Well first of all you should debug your stuff before jumping into conclusion that it is an inifinite loop or a memory error (?).
Have you debugged to see if the size of the list is decreasing?
Secondly, you're putting a random factor in your benchmark for adding two types of elements ("hello" and "goodbye") which will directly affect the outcome of the remove phase. In the ArrayList run you might have 2 times more removes than the Bag removes, so you cannot conclude anything with that.
If you want to benchmark something against something else, they should operate on the exact same data, not on completely different sets!
With this random set benchmarking you might (and probably will) get different results even if you declared both lists as a Bag!

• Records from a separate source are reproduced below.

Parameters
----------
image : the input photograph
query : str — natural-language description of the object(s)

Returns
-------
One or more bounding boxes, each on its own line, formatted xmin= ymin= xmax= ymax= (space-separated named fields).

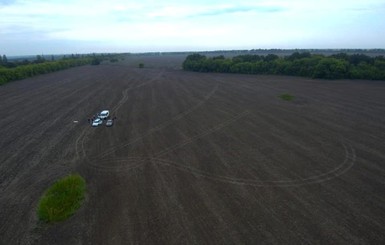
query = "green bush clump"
xmin=37 ymin=174 xmax=86 ymax=222
xmin=183 ymin=52 xmax=385 ymax=80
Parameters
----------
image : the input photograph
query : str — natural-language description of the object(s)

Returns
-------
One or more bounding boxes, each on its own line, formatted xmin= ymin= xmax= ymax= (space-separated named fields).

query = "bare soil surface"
xmin=0 ymin=57 xmax=385 ymax=244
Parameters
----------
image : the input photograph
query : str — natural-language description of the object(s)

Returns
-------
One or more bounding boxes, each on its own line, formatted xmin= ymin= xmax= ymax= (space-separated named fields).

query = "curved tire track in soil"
xmin=150 ymin=137 xmax=357 ymax=187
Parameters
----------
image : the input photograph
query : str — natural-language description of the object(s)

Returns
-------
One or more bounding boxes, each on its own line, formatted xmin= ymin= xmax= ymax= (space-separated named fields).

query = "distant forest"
xmin=0 ymin=54 xmax=120 ymax=85
xmin=183 ymin=52 xmax=385 ymax=80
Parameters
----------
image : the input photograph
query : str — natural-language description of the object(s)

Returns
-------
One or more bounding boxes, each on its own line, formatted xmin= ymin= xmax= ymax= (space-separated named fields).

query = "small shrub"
xmin=278 ymin=93 xmax=295 ymax=101
xmin=37 ymin=174 xmax=86 ymax=222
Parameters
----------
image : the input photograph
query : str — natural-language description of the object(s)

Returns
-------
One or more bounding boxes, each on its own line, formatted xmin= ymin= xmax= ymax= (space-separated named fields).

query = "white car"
xmin=92 ymin=118 xmax=103 ymax=127
xmin=98 ymin=110 xmax=110 ymax=119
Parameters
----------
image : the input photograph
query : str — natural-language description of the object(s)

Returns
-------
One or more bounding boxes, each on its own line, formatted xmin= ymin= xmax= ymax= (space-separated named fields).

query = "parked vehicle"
xmin=92 ymin=118 xmax=103 ymax=127
xmin=106 ymin=119 xmax=114 ymax=127
xmin=98 ymin=110 xmax=110 ymax=119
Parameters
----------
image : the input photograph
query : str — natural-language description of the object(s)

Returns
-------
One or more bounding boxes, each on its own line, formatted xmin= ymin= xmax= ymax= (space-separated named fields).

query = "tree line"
xmin=0 ymin=54 xmax=120 ymax=85
xmin=183 ymin=52 xmax=385 ymax=80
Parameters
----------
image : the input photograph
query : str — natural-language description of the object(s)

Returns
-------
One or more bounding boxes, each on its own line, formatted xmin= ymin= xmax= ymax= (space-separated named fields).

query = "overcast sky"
xmin=0 ymin=0 xmax=385 ymax=56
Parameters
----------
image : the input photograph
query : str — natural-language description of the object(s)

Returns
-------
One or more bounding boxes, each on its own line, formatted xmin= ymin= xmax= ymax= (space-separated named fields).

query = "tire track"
xmin=83 ymin=111 xmax=249 ymax=172
xmin=151 ymin=137 xmax=356 ymax=187
xmin=96 ymin=84 xmax=219 ymax=158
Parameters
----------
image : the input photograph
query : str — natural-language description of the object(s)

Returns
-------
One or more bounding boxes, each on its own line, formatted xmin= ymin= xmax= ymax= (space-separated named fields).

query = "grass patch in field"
xmin=37 ymin=174 xmax=86 ymax=222
xmin=278 ymin=93 xmax=295 ymax=101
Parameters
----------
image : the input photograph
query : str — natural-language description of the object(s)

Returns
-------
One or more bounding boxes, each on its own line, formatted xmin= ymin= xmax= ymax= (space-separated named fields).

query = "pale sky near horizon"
xmin=0 ymin=0 xmax=385 ymax=56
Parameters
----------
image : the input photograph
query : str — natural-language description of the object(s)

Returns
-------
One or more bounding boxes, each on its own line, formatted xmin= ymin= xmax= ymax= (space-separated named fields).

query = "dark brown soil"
xmin=0 ymin=57 xmax=385 ymax=244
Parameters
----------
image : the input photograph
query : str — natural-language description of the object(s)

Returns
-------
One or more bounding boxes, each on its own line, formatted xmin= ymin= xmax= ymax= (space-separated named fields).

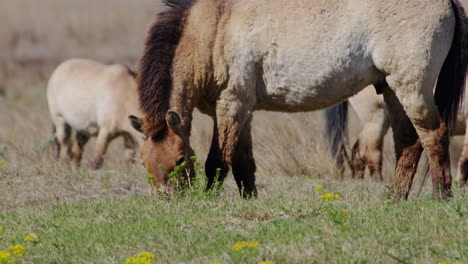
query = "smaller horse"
xmin=325 ymin=82 xmax=468 ymax=184
xmin=47 ymin=59 xmax=143 ymax=169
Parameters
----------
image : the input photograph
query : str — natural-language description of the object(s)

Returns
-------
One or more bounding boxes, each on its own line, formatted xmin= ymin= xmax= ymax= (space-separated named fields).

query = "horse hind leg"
xmin=123 ymin=134 xmax=137 ymax=168
xmin=205 ymin=117 xmax=229 ymax=193
xmin=71 ymin=129 xmax=89 ymax=168
xmin=232 ymin=115 xmax=257 ymax=198
xmin=386 ymin=69 xmax=452 ymax=198
xmin=457 ymin=120 xmax=468 ymax=186
xmin=54 ymin=116 xmax=71 ymax=167
xmin=384 ymin=88 xmax=423 ymax=200
xmin=350 ymin=138 xmax=367 ymax=179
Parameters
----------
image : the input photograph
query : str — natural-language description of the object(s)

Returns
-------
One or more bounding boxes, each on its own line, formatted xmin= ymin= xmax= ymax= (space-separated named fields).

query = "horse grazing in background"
xmin=47 ymin=59 xmax=143 ymax=169
xmin=132 ymin=0 xmax=468 ymax=199
xmin=325 ymin=82 xmax=468 ymax=184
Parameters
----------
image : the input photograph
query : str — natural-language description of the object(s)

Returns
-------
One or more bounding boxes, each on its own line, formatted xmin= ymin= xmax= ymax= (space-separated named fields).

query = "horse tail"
xmin=325 ymin=101 xmax=349 ymax=170
xmin=52 ymin=125 xmax=60 ymax=159
xmin=137 ymin=0 xmax=196 ymax=136
xmin=434 ymin=0 xmax=468 ymax=134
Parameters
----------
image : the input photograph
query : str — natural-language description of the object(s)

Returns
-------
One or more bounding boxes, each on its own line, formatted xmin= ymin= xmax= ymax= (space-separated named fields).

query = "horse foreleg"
xmin=351 ymin=139 xmax=367 ymax=179
xmin=54 ymin=118 xmax=71 ymax=167
xmin=123 ymin=134 xmax=136 ymax=167
xmin=386 ymin=74 xmax=452 ymax=198
xmin=205 ymin=117 xmax=229 ymax=190
xmin=91 ymin=128 xmax=110 ymax=169
xmin=232 ymin=115 xmax=257 ymax=198
xmin=216 ymin=88 xmax=256 ymax=197
xmin=384 ymin=88 xmax=423 ymax=200
xmin=363 ymin=107 xmax=390 ymax=181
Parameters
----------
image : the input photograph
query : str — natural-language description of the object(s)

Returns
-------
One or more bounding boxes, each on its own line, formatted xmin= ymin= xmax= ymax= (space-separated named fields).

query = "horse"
xmin=325 ymin=82 xmax=468 ymax=185
xmin=325 ymin=85 xmax=390 ymax=181
xmin=47 ymin=59 xmax=143 ymax=169
xmin=130 ymin=0 xmax=468 ymax=199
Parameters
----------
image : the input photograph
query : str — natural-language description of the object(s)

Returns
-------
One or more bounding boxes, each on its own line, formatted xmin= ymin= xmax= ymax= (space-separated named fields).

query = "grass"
xmin=0 ymin=0 xmax=468 ymax=264
xmin=0 ymin=176 xmax=468 ymax=263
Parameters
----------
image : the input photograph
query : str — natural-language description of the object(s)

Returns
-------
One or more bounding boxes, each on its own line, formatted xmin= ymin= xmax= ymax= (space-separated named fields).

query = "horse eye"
xmin=176 ymin=157 xmax=185 ymax=166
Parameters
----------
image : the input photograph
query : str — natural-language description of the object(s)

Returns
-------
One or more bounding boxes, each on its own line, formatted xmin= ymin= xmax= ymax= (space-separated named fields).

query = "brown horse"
xmin=325 ymin=82 xmax=468 ymax=185
xmin=133 ymin=0 xmax=468 ymax=198
xmin=47 ymin=59 xmax=143 ymax=169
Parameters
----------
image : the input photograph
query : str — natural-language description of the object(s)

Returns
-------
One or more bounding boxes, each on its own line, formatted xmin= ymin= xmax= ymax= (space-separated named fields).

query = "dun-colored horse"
xmin=47 ymin=59 xmax=143 ymax=168
xmin=133 ymin=0 xmax=468 ymax=198
xmin=325 ymin=83 xmax=468 ymax=184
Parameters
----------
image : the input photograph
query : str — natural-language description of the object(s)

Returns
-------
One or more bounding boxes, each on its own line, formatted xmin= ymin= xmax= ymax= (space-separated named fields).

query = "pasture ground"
xmin=0 ymin=0 xmax=468 ymax=263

And finally, if you're measuring the add and remove, your loop should contain ONLY that, not a call to a random function which probably is more expensive than an add().

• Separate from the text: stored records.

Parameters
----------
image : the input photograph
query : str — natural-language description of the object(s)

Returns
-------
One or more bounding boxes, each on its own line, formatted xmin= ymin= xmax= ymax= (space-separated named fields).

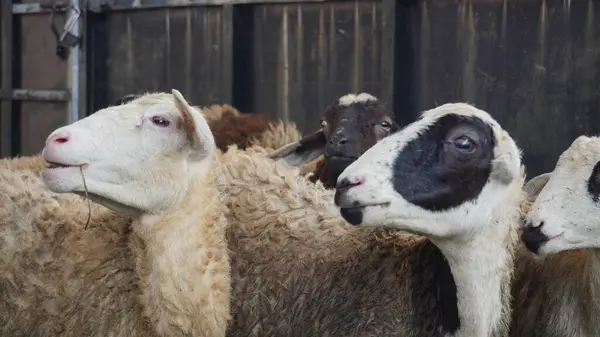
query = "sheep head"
xmin=42 ymin=90 xmax=215 ymax=215
xmin=270 ymin=93 xmax=398 ymax=187
xmin=522 ymin=136 xmax=600 ymax=255
xmin=335 ymin=103 xmax=523 ymax=238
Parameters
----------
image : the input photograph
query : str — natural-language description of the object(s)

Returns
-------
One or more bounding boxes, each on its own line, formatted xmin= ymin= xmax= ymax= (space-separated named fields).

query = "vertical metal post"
xmin=0 ymin=0 xmax=13 ymax=157
xmin=381 ymin=0 xmax=399 ymax=117
xmin=69 ymin=0 xmax=81 ymax=124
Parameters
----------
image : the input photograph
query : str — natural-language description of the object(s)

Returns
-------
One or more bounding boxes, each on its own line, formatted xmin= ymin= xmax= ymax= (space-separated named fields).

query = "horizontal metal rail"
xmin=13 ymin=0 xmax=330 ymax=14
xmin=0 ymin=89 xmax=71 ymax=102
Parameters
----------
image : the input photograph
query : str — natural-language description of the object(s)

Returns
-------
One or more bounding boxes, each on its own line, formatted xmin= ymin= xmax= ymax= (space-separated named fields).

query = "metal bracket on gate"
xmin=50 ymin=6 xmax=81 ymax=60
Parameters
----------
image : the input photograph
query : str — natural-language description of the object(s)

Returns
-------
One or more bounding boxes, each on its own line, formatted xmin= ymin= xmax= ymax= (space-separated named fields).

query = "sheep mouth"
xmin=46 ymin=161 xmax=88 ymax=170
xmin=340 ymin=202 xmax=390 ymax=212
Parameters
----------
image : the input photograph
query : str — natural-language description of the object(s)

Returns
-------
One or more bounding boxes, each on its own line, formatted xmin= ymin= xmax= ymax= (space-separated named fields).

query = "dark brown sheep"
xmin=270 ymin=93 xmax=399 ymax=188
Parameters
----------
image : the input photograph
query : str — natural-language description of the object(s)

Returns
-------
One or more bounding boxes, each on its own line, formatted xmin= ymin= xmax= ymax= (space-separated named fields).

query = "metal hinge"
xmin=50 ymin=5 xmax=81 ymax=60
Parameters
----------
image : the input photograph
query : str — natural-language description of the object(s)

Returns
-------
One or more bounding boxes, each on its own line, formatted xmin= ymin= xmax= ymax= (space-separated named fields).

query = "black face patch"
xmin=323 ymin=101 xmax=398 ymax=160
xmin=521 ymin=223 xmax=548 ymax=254
xmin=392 ymin=115 xmax=495 ymax=211
xmin=588 ymin=161 xmax=600 ymax=202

Let's assume your whole loop spends 1000ms in the Random function, and 200ms in the add() for ArrayList and 100ms for the add in the Bag.
You'll conclude that ArrayList performs 1100/1200=91% of Bag, when you should be concluding that it performs 100/200=50% comparing to Bag.
You're right; I probably should have taken all of those other factors into consideration! However, I wanted to also check randomness as part of their performance, because I would be using them in scenarios involving randomization.
EDIT: Another thing is that both the Bag and the ArrayList are given the same set of instructions, and yet the Bag will always finish all of its removes in less than a tenth of a second. I did some outputs on the ArrayList removes and it takes it an astronomical amount of time for it to do essentially the same thing, consistently; in fact, I haven't had the patience to let it complete a full run yet, but it takes many minutes.
Microbenching is hard. No offense intended, but everything is wrong.

No offense taken; I have much to learn!

Colton